We have to organize together.

In Poland most agency workers are hired in industry and warehouses. Amazon, H&M or MAHLE are only three examples among many of a-couple-thousand-worker companies that use agency services. The agencies are present in relatively new production companies, in which the structural bargaining force is very high, but the workers did not yet sufficiently organize in order to eliminate this form of hiring. A similar situation exists in Germany, the Czech Republic, Austria and Argentina. There is also a very large percentage of temporary workers in manufacturing in France, Belgium and Italy.

In Poland, temporary workers are also migrants, mainly from the Ukraine. They work in construction, factories located in the Special Economic Zones and in agriculture. During the first half of 2015, over 400 thousand migrants, the overwhelming majority from the Ukraine, came to work in Poland as part of the government’s temporary work program for migrants from the East. In this program, migrant workers are attached to their employers and are unable to freely move from one job to the next. They work for wages lower than those offered to locals. Temp agencies are involved not only in employing migrant workers, but also in organizing their documents to stay in Poland and their housing in worker hostels. As they are obliged to leave Poland every 6 months, temporary migrant workers are often isolated from the local workers. With few contacts between them, it is difficult to develop the basis for common struggle.

The division into permanent and temporary significantly weakens workers. It allows for increasing the pressure on everyone, including those hired permanently, with full right to stay and limits the possibilities of self-organizing. Workers function under constant pressure of losing their source of income or being deported. They also constantly have to compete with one another in order to receive another contract, which allows the company to maintain its desired productivity and to discipline the crew. Because of the rotation, the workers do not know the warehouse or each other very well, which makes it easier to rouse conflicts among them.

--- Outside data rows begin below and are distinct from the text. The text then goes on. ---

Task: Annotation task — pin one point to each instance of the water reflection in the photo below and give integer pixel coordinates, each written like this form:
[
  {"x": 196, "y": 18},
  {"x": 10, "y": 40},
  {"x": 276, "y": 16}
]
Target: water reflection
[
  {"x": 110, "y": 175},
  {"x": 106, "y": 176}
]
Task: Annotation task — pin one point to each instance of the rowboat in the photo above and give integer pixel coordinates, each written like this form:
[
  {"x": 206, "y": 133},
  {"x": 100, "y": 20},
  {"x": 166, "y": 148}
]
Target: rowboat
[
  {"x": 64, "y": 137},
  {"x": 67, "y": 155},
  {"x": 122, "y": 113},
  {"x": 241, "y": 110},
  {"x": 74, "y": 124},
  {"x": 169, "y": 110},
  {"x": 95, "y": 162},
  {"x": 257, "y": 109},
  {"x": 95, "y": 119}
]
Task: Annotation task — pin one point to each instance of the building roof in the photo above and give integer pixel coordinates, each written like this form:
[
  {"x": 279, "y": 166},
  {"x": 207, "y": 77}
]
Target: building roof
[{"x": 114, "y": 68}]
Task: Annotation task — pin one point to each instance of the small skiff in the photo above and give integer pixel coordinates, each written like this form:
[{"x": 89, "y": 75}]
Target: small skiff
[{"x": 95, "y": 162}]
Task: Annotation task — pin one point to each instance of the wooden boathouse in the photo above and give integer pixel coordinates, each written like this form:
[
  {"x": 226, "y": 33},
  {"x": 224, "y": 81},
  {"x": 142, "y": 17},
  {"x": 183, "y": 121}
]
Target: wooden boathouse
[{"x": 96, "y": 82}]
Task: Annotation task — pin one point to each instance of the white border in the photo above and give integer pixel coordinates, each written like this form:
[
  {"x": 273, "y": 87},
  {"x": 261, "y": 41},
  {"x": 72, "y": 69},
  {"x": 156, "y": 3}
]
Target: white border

It is also more difficult to build unity among workers who are employed by different companies based on slightly differing provisions and who often have diverse problems and demands. Yet solidarity between permanent, agency and migrant workers is necessary in order to effectively fight for better work and pay conditions. Protests organized on shop floors only by permanent workers can easily be pacified if they are not met with support from the temporary and migrant part of the crew. The same is true in reverse.

Further, temporary employment is a form of intensified exploitation, which breaks the strength of all workers. That is why the demand for direct employment as well as the resistance against the agencies concerns us all: both those hired through agencies and those with permanent contracts, migrants, the unions, solidarity groups and all organizations that struggle against exploitation.

On the 1st of March, as part of the international days against borders and precarization, the Workers’ Initiative will organize actions at the offices of temporary work agencies demanding direct employment for all workers. We should all have the same wages, the same rights and the same contracts. If that will happen is not only up to the managers. If we act together, we can gain say on the organization of our work. At Volkswagen in Poznań, the workers’ resistance led to a situation, in which the number of people hired through the agencies keeps falling and the majority of workers must be hired directly. Amazon and other companies should have to negotiate with the workers on the amount of people hired through the agencies, while the greatest possible number of us should have permanent contracts.

On this day we also plan on informing agency workers about the possibilities of resistance and about organizing together. “Temporary” does not mean “submissive”!